The latter has withdrawn, citing irreconcilable differences over a legal services direction (LSD) tabled by Brandis in the Senate in circumstances viewed by Gleeson as tantamount to an ambush.
That direction summarily ended the custom of the SG providing legal advice to other ministers, mandating instead that all future requests be ticked off by the AG himself.
In the wake of the Gleeson resignation, the opposition has called for Brandis' scalp. Its main charge is that Brandis misled Parliament when tabling the LSD by claiming it had been formulated in consultation with Gleeson.
Gleeson has since denied this, prompting Brandis to roll out a legal backstop argument.
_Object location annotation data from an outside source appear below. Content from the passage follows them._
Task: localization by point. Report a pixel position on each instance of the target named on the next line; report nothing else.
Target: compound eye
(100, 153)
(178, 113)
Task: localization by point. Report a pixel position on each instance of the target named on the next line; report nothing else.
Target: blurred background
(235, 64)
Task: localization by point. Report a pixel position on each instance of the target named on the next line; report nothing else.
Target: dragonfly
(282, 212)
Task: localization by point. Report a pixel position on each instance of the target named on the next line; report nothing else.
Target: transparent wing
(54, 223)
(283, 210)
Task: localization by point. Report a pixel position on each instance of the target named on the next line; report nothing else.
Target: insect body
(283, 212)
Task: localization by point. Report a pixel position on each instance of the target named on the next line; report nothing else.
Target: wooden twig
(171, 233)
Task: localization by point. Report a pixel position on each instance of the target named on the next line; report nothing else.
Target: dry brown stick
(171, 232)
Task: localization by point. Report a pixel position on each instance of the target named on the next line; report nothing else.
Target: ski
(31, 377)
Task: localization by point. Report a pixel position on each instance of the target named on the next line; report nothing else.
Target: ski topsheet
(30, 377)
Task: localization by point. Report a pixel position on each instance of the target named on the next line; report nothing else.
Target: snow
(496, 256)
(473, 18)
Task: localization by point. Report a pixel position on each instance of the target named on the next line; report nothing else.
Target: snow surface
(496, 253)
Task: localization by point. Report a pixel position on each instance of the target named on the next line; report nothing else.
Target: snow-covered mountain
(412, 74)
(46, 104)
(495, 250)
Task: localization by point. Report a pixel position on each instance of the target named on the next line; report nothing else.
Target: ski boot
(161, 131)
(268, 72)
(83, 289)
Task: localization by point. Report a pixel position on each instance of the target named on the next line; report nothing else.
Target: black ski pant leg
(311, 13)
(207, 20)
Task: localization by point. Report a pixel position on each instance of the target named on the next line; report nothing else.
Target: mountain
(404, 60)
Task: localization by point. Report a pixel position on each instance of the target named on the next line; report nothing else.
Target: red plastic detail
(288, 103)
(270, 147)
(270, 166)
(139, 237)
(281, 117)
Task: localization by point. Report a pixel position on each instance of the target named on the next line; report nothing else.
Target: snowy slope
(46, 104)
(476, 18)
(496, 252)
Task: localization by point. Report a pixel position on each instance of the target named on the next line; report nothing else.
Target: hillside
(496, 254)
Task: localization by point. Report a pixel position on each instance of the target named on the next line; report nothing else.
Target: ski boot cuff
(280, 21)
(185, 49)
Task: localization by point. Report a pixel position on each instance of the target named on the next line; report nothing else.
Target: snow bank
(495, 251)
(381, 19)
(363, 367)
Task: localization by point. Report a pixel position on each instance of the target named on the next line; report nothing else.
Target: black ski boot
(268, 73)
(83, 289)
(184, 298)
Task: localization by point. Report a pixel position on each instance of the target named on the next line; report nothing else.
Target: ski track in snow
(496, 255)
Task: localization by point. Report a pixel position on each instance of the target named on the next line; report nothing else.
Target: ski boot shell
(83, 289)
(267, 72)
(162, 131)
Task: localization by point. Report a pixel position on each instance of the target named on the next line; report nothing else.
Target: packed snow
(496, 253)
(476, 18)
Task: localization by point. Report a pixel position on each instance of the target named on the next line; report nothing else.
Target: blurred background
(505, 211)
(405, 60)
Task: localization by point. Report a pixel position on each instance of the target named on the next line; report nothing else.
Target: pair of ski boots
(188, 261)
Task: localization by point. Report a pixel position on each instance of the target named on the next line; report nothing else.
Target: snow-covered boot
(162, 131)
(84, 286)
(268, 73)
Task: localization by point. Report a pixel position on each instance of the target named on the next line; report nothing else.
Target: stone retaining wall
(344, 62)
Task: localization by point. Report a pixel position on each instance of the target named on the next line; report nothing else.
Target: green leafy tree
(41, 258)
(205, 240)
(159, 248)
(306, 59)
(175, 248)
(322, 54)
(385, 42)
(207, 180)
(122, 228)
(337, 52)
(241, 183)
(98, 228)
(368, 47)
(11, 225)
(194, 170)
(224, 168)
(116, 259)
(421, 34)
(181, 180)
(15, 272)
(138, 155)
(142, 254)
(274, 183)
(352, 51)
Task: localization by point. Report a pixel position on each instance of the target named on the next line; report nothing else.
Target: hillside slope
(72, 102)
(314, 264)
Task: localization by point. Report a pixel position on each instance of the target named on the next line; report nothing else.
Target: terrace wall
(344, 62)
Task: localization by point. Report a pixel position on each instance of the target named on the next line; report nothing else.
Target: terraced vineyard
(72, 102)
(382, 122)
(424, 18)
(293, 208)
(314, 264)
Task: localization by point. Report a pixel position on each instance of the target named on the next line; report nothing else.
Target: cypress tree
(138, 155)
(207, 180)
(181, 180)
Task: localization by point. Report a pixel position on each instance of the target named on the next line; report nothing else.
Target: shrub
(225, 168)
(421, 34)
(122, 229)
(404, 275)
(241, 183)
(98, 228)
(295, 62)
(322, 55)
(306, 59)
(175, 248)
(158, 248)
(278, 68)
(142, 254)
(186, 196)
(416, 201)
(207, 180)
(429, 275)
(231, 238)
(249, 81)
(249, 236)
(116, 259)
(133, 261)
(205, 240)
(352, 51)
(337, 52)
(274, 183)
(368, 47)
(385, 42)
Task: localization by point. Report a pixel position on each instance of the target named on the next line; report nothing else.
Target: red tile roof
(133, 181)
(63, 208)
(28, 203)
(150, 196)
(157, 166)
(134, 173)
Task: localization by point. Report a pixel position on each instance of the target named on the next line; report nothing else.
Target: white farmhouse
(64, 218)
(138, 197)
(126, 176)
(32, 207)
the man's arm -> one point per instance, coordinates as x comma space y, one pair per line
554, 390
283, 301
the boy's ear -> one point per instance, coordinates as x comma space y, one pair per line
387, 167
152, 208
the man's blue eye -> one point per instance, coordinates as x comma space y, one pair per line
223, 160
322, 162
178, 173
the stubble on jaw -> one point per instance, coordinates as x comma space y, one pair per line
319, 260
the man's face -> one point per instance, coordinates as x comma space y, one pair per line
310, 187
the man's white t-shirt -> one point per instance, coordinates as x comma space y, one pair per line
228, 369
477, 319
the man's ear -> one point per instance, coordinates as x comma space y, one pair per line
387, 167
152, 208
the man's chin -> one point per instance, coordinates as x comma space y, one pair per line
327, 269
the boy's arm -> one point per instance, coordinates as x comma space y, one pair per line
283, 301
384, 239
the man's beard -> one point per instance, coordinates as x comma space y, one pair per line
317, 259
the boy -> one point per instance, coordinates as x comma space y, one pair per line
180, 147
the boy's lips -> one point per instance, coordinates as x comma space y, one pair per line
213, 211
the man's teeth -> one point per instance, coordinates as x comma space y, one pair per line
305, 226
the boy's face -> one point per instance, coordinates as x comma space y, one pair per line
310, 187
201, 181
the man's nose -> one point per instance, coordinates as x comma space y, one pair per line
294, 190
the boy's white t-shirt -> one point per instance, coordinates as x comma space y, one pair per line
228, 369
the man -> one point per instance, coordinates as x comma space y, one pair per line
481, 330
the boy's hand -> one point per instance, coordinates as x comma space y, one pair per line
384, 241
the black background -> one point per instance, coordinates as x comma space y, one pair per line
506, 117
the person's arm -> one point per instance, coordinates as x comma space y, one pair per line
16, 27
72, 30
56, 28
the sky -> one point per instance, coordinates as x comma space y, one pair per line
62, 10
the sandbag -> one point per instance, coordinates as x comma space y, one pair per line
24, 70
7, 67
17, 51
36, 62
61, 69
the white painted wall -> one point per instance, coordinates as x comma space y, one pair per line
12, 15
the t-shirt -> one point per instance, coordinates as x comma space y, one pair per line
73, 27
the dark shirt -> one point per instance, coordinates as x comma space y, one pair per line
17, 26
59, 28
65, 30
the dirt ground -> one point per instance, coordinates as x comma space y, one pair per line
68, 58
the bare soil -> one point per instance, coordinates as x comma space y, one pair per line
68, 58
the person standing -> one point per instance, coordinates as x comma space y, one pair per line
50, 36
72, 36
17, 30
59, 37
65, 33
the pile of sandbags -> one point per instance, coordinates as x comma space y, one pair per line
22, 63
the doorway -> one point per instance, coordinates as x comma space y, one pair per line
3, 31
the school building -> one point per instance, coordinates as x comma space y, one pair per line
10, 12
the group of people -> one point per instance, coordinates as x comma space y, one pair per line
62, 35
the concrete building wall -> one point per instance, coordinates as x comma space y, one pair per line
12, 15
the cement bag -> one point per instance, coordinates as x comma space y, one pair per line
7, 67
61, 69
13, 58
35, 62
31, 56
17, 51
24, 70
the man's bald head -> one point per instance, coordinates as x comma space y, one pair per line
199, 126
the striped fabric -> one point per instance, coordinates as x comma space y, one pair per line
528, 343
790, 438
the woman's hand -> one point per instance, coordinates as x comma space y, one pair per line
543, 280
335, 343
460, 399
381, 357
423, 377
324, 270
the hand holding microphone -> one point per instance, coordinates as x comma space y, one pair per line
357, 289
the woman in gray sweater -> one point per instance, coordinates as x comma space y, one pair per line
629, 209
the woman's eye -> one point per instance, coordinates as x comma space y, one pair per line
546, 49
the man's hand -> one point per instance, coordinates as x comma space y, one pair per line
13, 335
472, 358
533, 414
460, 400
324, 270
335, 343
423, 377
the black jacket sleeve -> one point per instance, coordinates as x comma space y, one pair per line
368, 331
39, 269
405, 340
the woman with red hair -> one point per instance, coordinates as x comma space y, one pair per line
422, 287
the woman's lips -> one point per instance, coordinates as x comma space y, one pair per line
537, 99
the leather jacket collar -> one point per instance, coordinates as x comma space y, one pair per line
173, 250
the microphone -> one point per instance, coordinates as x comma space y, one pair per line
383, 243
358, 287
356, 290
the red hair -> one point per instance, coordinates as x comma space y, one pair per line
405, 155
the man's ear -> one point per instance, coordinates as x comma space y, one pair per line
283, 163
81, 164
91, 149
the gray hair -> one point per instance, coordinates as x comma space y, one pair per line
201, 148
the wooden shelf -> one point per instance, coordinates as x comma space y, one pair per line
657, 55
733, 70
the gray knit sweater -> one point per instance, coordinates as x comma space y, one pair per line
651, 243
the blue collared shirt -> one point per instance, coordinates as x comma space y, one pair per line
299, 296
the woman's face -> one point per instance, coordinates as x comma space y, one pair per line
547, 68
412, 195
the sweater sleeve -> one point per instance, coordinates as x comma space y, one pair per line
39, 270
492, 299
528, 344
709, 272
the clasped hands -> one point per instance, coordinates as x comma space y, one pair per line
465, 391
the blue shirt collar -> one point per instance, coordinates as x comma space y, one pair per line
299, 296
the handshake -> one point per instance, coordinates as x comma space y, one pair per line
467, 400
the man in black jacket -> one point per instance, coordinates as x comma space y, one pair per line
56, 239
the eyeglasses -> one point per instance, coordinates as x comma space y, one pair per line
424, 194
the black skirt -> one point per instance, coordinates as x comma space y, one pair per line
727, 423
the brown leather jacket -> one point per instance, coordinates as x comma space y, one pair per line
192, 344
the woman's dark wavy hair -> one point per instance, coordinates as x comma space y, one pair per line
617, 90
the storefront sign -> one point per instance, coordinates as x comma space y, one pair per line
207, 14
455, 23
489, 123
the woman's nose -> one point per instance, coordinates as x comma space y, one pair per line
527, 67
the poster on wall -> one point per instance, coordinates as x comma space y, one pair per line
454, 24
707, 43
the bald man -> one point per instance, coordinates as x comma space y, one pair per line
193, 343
In the end, he told a Senate inquiry the dispute between the two officers turned on a narrow definition of the word "consultation" (Gleeson's) compared with a broader definition of the word (his).
Such vagueness is embarrassing and puts Brandis in "vibe" territory.
Either way, senior lawyers are aghast that a public disagreement going to probity has forced the resignation of a solicitor-general for the first time in 100 years.
The outgoing Gleeson is universally admired for his keen legal mind and for his adherence to proper process.
Attention has turned to a replacement and most particularly to the negative impact of this affair on the prestige and perceived independence of the office.
The Senate could strike out the LSD in any event, a prospect even government senators acknowledge as likely – perhaps desirable.
Within the law, however, pressure is mounting on Brandis to withdraw the new regulation to restore trust – to take the honourable course and accept that it had been an error and one over which procedural questions continue to hang.
If it is to be reinstituted, this must follow proper consultation with the new solicitor-general – as a matter of law.
That Malcolm Turnbull has kept Brandis is unremarkable, but the Attorney-General would be more vainglorious than even his critics suggest if he assumes his grip on the portfolio is not materially weakened.
Rather, he might show the profession, and the government, the common courtesy of displaying at least some contrition.